In a couple of days, we were running all our test environments across Kubernetes. Each team member stepped up to address the fault lines that surfaced. Running this only on test environments for a couple of sprints gave us enough feedback and confidence in our ability to understand and handle issues.

Establishing dual deployment cadence

While we were running Kubernetes on the test environment, the production was still on old infrastructure and dual deployments were working as expected. We continued to release to production in the old style.

We would generate images that could be deployed to production but they were not deployed and merely archived.

Figure 2 — Using Dual deployment to toggle deployment path to new infrastructure

As the test environment ran on Kubernetes and got stabilized, we used the time to establish dual deployment cadence across all non-prod environments.

Troubleshooting and strengthening

Before migrating to the production we spent time addressing and assessing a few things.

We updated the liveness and readiness probes for various services with the right values to ensure that long-running DB migrations don’t cause container shutdown/respawn. We eventually pulled out migrations into separate containers which could run as a job in Kubernetes rather than as a service.
We spent time establishing the right container sizing. This was driven by data from our old monitoring dashboards and the resource peaks from the past gave us a good idea of the ceiling in terms of the baseline of resources needed. We planned enough headroom considering the roll out updates for services.
We setup ECR scanning to ensure that we get notified about any vulnerabilities in our images in time so that we can address them promptly.
We ran security scans to ensure that the new infrastructure is not vulnerable to attacks that we might have overlooked.
We addressed a few performance and application issues. Particularly for batch processes, which were split across servers running the same component. This wasn’t possible in Kubernetes setup, as each instance of a service container feeds off the same central config. So we generated multiple images that were responsible for part of batch jobs and they were identified and deployed as separate containers.

Upgrading production passively

Finally, with all the testing we were confident about rolling out Kubernetes setup to the production environment. We provisioned all the underlying infrastructure across multiple availability zones and deployed services to them.
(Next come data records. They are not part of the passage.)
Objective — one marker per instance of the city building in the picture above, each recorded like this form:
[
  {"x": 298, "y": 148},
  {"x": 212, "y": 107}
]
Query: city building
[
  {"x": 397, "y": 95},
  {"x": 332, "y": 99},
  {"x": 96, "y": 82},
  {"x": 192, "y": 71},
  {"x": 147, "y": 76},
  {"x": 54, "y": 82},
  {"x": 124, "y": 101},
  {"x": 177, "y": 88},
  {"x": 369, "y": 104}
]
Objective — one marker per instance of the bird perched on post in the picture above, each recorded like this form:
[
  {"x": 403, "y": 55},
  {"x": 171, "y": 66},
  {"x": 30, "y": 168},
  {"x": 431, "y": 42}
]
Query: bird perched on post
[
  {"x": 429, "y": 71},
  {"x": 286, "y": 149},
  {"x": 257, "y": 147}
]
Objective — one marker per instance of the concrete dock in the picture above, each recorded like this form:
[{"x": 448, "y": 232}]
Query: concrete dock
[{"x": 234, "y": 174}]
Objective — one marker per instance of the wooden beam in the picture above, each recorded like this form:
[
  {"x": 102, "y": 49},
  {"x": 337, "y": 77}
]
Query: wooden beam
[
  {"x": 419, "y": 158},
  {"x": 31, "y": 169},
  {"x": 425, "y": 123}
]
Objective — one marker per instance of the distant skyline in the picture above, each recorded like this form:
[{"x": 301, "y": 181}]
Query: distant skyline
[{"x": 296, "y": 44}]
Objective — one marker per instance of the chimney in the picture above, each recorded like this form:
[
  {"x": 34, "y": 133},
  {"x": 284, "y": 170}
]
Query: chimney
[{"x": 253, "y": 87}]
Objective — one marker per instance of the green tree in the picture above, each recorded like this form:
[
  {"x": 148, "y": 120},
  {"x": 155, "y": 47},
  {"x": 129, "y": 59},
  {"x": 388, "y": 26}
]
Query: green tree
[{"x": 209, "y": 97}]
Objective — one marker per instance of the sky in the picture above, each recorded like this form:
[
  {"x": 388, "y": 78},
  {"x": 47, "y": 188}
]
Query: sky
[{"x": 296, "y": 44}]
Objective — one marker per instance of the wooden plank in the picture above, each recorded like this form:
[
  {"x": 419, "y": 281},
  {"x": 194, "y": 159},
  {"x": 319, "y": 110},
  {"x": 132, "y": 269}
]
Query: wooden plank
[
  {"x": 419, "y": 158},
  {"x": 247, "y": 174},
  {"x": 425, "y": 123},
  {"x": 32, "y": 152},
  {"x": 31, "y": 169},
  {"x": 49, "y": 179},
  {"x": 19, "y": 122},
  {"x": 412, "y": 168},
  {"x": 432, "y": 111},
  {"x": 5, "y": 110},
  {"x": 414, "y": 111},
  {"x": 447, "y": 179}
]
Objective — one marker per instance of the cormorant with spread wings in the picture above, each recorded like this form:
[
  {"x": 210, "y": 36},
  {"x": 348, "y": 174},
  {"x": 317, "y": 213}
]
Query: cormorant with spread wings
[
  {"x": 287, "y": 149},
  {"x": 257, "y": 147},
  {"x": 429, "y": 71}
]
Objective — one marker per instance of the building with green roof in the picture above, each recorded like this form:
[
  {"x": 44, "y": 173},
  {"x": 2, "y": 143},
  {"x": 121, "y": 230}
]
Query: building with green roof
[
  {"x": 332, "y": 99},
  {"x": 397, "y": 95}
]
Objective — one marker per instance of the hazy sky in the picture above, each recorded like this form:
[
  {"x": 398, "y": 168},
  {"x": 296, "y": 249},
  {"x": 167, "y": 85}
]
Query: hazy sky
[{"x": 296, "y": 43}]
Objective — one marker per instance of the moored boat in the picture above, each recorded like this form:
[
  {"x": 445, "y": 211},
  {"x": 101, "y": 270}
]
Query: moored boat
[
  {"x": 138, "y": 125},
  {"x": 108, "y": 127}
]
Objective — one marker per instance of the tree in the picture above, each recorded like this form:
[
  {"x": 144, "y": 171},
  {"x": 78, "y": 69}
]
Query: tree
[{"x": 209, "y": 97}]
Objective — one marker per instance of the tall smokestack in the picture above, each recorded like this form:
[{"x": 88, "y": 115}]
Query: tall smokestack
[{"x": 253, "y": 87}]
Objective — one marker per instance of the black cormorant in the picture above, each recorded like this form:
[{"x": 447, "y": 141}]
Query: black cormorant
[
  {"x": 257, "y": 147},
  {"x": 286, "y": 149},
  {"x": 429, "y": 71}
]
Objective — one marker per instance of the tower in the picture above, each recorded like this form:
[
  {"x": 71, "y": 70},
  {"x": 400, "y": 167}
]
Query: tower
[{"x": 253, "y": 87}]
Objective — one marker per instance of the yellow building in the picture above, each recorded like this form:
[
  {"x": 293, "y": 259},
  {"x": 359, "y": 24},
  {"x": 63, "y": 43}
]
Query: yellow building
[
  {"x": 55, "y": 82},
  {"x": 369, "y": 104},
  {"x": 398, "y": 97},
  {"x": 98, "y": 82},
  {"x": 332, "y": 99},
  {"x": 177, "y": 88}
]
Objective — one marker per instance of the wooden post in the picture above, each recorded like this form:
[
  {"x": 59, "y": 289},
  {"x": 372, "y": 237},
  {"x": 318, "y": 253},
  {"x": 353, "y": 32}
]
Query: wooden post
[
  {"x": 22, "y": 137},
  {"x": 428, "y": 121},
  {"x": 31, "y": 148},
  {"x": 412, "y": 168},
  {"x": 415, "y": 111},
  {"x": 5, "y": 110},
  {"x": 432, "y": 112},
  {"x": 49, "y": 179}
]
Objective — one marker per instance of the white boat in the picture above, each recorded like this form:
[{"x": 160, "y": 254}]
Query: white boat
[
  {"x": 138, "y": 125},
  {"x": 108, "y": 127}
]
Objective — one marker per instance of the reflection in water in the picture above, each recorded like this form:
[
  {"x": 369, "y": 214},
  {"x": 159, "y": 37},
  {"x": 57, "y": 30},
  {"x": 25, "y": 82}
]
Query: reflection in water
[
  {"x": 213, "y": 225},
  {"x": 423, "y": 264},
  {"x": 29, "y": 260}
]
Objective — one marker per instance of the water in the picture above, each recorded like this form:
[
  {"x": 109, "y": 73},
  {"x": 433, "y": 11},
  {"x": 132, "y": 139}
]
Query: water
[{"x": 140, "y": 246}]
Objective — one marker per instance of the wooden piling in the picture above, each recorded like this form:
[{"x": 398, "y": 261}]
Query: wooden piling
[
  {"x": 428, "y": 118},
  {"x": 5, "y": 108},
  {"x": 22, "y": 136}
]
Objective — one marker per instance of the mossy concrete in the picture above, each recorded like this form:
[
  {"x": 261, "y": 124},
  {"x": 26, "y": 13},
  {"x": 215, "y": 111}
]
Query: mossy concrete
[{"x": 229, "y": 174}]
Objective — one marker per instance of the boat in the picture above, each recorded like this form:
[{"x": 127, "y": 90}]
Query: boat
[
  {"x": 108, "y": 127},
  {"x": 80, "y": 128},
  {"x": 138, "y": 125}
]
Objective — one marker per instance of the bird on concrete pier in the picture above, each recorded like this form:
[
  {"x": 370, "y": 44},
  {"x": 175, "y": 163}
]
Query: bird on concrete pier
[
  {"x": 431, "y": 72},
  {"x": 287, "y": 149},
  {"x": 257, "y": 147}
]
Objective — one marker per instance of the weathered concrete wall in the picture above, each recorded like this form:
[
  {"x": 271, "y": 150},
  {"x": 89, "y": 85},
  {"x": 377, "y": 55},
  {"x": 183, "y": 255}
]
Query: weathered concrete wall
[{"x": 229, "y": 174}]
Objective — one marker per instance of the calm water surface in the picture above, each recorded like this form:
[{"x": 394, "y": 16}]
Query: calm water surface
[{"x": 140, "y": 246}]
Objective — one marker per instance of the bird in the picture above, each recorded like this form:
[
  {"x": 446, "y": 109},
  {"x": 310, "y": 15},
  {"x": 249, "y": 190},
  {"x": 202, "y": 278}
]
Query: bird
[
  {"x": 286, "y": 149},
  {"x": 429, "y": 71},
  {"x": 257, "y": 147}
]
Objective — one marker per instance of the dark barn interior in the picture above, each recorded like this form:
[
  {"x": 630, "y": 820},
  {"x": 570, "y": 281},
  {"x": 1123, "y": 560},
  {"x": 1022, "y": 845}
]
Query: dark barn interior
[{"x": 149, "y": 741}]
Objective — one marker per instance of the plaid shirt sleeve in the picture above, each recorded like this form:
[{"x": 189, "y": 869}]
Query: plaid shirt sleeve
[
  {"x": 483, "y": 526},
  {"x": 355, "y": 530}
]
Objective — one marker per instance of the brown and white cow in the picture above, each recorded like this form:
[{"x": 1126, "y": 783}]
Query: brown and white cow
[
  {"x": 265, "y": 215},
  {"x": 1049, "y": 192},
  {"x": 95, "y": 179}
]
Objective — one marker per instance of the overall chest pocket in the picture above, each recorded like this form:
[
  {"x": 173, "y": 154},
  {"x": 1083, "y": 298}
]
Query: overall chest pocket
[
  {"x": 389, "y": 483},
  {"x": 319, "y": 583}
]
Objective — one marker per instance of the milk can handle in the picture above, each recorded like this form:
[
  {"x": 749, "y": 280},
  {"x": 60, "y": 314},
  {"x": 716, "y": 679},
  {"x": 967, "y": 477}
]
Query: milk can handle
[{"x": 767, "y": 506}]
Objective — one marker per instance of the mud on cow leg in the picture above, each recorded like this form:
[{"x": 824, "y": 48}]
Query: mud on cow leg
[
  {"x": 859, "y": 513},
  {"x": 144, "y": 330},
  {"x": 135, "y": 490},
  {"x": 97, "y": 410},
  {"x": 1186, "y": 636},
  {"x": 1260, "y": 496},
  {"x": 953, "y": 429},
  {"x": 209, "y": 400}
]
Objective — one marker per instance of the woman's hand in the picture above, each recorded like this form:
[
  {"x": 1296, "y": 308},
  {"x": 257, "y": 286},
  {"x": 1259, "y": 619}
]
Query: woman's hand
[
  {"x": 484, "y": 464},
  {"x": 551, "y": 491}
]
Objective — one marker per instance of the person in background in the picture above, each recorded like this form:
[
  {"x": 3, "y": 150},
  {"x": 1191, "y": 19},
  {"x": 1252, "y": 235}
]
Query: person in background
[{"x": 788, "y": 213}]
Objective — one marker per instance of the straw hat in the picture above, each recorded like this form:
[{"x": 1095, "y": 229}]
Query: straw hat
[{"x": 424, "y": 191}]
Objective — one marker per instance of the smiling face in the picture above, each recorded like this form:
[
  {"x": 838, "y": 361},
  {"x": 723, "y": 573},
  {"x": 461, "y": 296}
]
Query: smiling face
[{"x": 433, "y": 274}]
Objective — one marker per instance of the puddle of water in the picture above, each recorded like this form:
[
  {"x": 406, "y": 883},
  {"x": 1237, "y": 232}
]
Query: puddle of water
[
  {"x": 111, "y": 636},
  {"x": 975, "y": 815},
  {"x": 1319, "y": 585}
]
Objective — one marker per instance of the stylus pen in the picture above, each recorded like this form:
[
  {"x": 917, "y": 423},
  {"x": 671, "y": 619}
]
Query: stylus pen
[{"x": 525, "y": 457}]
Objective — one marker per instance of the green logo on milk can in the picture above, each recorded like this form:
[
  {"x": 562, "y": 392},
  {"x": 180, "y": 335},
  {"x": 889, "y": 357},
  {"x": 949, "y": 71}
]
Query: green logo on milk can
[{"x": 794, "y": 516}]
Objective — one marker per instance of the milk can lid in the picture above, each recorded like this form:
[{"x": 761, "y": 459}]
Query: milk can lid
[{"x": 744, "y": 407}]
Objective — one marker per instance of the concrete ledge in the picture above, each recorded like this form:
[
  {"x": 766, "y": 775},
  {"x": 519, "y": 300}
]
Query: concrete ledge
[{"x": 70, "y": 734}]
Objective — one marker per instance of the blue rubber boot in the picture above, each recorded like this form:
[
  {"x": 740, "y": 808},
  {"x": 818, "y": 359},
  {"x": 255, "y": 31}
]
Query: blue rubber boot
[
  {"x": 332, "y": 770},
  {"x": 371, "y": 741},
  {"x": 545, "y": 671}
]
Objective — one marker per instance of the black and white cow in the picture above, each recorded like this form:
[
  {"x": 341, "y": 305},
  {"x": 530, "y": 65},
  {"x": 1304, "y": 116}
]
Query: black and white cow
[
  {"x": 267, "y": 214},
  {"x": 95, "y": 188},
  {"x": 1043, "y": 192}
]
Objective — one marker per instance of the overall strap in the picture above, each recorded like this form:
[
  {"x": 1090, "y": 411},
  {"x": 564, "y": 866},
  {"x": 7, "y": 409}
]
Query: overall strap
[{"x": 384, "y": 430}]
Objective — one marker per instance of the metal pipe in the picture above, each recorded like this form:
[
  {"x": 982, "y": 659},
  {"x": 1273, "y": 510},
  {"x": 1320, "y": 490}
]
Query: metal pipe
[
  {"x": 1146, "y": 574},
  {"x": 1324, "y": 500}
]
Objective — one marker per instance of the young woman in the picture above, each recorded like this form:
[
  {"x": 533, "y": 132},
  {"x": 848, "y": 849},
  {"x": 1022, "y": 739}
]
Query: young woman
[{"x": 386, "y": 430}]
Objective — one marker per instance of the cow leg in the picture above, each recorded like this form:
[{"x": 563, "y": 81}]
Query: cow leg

The infrastructure ran in parallel and connected to all the production data stores but it did not have a public domain configured to access it. Days before going live the TTL for our DNS records was reduced to a few minutes. Next 72 hours gave us enough time to refresh this across all DNS servers.

Meanwhile, we tested and ensured that things worked as expected using an alternate hostname. Once everything was ready, we were ready for DNS switchover without any user disruption or impact.

DNS record update

The go-live switch-over involved updating the nameservers’ DNS record to point to the API gateway fronting Kubernetes infrastructure. An alternate domain name continued to point to the old infrastructure to preserve access. It remained on standby for two weeks to provide a fallback option. However, with all the testing and setup, the switch over went smooth. Eventually, the old infrastructure was decommissioned and old GitLab pipelines deleted.

We kept old logs and monitoring data stores until the end of the retention period to be able to query them in case of a need. Post-go-live the new monitoring and logging stack continued to provide needed support capabilities and visibility.

Observations and results

Post-migration, time to create environments has reduced drastically and we can reuse the underlying hardware more optimally. Our production runs all services in HA mode without an increase in the cost. We are set up across multiple availability zones. Our data stores are replicated across AZs as well although they are managed outside the Kubernetes setup.

Kubernetes had a learning curve and it required a few significant architectural changes, however, because we planned for an incremental rollout with coexistence in mind, we could take our time to change, test and build confidence across the team. While it may be a bit early to conclude, the transition has been seamless and benefits are evident.